The phrase struck them both with a deep chill and they looked at each other in some distress.

‘I expect they’ll have to talk to him - Max I mean. It’s so embarrassing. Us mixing him up in something like this.’

‘Could be worse.’

‘I don’t see how.’

‘Could have been Alan Bennett.’

They burst into nervous giggles, ashamed at such levity yet also knowing relief. Then, acknowledging that the time had come to put their reflections on death aside, Sue said, ‘Something nice happened yesterday. Did you have the policeman with red hair?’

‘Yes.’

‘“Fox” I called him at first,’ said Sue, for she anthropomorphised everyone. ‘But then I had second thoughts. His lips were so thin and his teeth so sharp that I decided he should be “Ferret”. And the bulky one’s “Badger”.’

‘Oh yes, I agree with “Badger”,’ said Amy. She agreed with ‘Ferret’ as well, for she hadn’t liked Troy much at all. ‘What about him?’

‘He wants to buy a painting of Hector. For his little girl.’
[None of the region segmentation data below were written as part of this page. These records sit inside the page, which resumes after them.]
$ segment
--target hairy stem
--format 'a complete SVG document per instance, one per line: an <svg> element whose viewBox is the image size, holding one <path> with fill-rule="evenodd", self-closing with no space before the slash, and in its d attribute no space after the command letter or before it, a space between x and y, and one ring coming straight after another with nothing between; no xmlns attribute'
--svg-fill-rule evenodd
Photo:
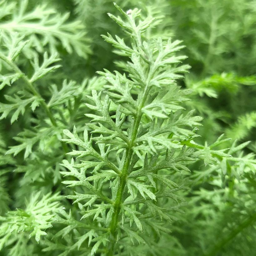
<svg viewBox="0 0 256 256"><path fill-rule="evenodd" d="M13 71L20 76L20 78L22 79L27 85L27 89L35 96L40 99L40 104L42 107L44 109L47 116L49 117L51 122L53 126L57 127L57 123L55 121L54 118L49 108L45 103L44 99L40 94L39 92L33 86L29 79L24 74L19 67L11 60L6 57L3 54L0 53L0 59L3 61L8 66L11 67ZM68 152L68 150L66 145L64 143L62 143L62 146L63 149L66 152Z"/></svg>
<svg viewBox="0 0 256 256"><path fill-rule="evenodd" d="M126 179L128 175L129 166L133 154L133 147L134 142L137 137L137 134L140 126L140 124L142 116L141 110L144 106L148 96L149 84L151 78L151 72L150 71L148 77L146 85L145 87L141 101L139 105L137 112L137 114L135 118L134 122L131 133L131 139L128 147L126 149L126 156L125 163L121 174L120 185L117 190L116 198L114 204L114 213L110 226L110 232L114 238L114 241L111 249L108 252L108 255L113 255L115 246L115 239L116 237L116 229L118 224L119 213L121 209L121 206L122 203L122 195L125 187L126 184Z"/></svg>

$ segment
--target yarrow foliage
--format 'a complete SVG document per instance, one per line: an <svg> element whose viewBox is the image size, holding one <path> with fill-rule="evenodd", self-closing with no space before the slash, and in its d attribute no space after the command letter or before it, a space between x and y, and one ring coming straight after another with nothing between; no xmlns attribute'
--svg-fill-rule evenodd
<svg viewBox="0 0 256 256"><path fill-rule="evenodd" d="M215 122L227 116L205 100L216 100L221 86L230 92L255 82L252 75L211 73L222 16L211 14L203 60L170 38L165 0L130 1L127 11L114 4L113 32L104 16L93 17L108 0L91 13L91 1L74 0L76 19L50 2L0 2L0 254L250 255L256 150L244 139L255 111L223 126L237 139L231 142ZM193 2L209 11L209 4ZM194 14L186 18L197 24ZM84 24L96 20L86 34ZM95 50L99 35L91 34L109 27L92 53L89 44ZM93 70L105 43L117 55L117 70L83 76L81 59ZM189 74L186 52L201 62L201 76L193 66ZM80 76L66 79L75 70ZM238 241L243 249L231 244Z"/></svg>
‘That’s brilliant! How much will you ask?’

‘Heavens, I don’t know.’

‘Twenty pounds.’ Sue squealed her disbelief. ‘At least. He’s getting an original Clapton. Tell him one day it’ll be worth a fortune.’

Amy knew she was wasting her breath. Sue would probably just mumble, ‘Oh, that’s all right’ when the time came. Or shake her Greenpeace collecting tin, with soft timidity, in Ferret’s general direction. She was saying something else.
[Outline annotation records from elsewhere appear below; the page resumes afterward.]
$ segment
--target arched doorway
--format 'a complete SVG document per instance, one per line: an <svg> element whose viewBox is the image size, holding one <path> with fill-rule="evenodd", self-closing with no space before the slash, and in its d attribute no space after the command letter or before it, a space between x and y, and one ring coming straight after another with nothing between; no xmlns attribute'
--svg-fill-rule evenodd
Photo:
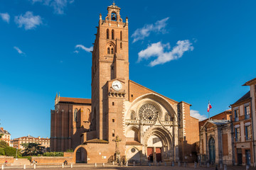
<svg viewBox="0 0 256 170"><path fill-rule="evenodd" d="M213 137L210 137L209 140L209 160L212 164L215 163L215 140Z"/></svg>
<svg viewBox="0 0 256 170"><path fill-rule="evenodd" d="M87 157L85 149L81 147L75 152L75 163L87 163Z"/></svg>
‘I still haven’t heard from Methuen.’

‘But that’s good news.’ Sue had submitted some paintings and a story nearly three months ago. ‘If they hadn’t wanted your book they’d have sent it back straight away.’

‘Would they?’

‘Of course. It’s being passed round to get lots of opinions. Depend upon it.’

‘Amy.’ Sue smiled across at her friend. ‘What would I do without you?’

‘Likewise.’

‘How is Rompers?’ asked Sue. ‘Have you managed to do any more?’

She did not ask out of mere politeness. The immensely baroque structure of Amy’s book impressed Sue enormously and she followed every twist and turn of the narrative with the deepest interest. It seemed to her wonderfully gripping and she was sure that, should Amy ever snatch enough secret moments to finish it, Rompers would be a great success.